# Protecting Asset Data with User Authentication

> **NOTE**
>
> The asset data mentioned in this topic refers to sensitive data less than 1024 bytes in size, including passwords, app tokens, and other critical data (such as bank card numbers).

## When to Use

Asset store service (ASSET) can be used in the scenario, in which users need to view their bank card numbers using a financial/banking application. To ensure security, you can store bank card numbers in an asset store and enforce a user identity authentication before the back card number is accessed.

When a user wants to view the bank card number, the application requests an identity authentication (for example, the user needs to enter a lock screen password or pass certain biometric authentication). When the identity authentication is successful, the application obtains the bank card number from ASSET and presents it to the user.

## Development Process

The following figure illustrates the development process.

> **NOTE**
>
> UserIAM provides only ArkTS APIs. Therefore, only ArkTS APIs can be used.

![](figures/flowchat-auth-required.png)

1. The service queries an asset and determines whether the asset exists in the asset store based on the query result.

   For details about the development procedure, see [Querying Assets](asset-js-query.md). For details about the sample code, see [Querying Attributes of an Asset](asset-js-query.md#querying-attributes-of-an-asset).
2. If the asset does not exist, add an asset.
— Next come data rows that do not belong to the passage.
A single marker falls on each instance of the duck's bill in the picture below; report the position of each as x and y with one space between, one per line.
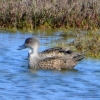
21 47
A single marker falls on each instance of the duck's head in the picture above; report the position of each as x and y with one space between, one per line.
31 43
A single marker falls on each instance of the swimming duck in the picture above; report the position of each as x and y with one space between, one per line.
52 58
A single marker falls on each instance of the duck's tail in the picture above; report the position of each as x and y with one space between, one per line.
78 57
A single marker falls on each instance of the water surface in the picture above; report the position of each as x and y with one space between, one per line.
18 82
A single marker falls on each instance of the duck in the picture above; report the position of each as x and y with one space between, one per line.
51 58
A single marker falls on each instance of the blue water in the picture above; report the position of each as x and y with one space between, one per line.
18 82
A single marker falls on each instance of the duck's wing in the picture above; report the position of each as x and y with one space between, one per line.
51 63
56 62
56 51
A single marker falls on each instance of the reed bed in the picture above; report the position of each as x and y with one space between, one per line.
44 14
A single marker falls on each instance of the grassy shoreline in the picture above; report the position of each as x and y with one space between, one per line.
48 14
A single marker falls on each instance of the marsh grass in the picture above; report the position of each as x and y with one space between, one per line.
87 42
47 14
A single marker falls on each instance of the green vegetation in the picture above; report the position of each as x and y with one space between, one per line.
48 14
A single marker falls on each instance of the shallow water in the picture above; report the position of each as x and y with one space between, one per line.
18 82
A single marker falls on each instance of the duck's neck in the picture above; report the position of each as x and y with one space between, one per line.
34 51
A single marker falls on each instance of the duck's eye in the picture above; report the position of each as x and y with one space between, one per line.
28 42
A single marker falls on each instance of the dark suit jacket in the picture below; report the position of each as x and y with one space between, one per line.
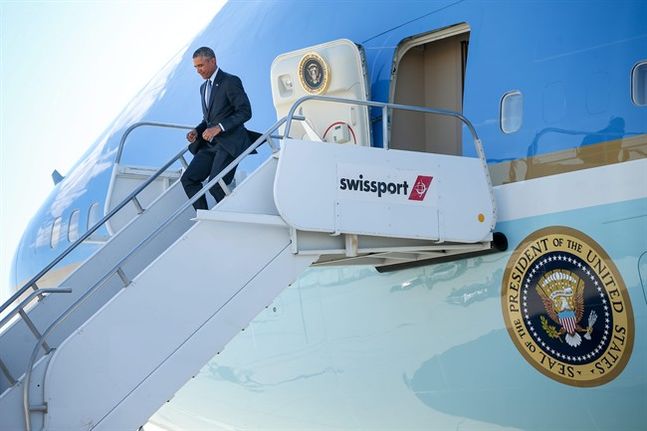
228 106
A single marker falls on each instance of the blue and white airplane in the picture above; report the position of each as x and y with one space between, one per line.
546 334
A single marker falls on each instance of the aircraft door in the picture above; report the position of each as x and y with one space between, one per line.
336 69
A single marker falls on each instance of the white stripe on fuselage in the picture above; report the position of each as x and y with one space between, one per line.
608 184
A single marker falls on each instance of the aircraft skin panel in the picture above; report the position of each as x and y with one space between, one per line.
592 68
425 348
349 348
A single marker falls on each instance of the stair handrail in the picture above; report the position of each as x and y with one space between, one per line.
27 408
32 283
385 107
385 126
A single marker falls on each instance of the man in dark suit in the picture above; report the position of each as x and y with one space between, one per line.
221 136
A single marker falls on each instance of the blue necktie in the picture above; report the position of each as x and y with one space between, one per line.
207 93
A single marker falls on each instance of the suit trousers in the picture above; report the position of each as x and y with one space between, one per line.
208 162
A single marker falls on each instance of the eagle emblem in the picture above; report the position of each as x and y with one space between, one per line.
562 293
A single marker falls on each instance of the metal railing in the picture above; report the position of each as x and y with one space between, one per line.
116 269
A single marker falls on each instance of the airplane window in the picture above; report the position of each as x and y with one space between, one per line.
56 232
93 215
639 84
511 111
73 227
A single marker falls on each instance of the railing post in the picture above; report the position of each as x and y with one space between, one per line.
385 127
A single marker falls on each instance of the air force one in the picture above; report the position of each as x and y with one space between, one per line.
444 228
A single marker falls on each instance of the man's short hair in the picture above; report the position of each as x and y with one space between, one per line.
204 51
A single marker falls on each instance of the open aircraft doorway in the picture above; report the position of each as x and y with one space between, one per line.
429 70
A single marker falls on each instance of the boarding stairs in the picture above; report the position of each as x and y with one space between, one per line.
170 288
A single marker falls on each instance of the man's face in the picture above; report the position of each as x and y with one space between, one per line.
204 66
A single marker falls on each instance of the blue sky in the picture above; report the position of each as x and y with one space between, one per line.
67 68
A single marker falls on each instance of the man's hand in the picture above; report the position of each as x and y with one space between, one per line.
209 134
192 135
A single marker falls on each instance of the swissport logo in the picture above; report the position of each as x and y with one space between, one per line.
420 188
383 188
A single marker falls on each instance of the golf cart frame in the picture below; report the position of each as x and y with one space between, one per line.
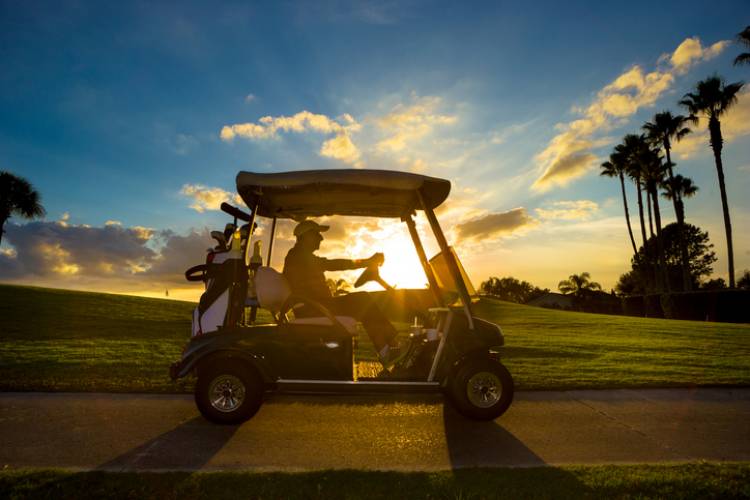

For details, see [Adding an Asset](asset-js-add.md).
   
3. If the asset exists, the service can perform any of the following operations based on service requirements:
    * Remove the asset. For details, see [Removing Assets](asset-js-remove.md).
    * Update the asset. For details, see [Updating an Asset](asset-js-update.md).
    * Query the plaintext of the asset. The query process involves preprocessing, user authentication, plaintext query, and postprocessing. For details, see [Querying an Asset with User Authentication](asset-js-query-auth.md).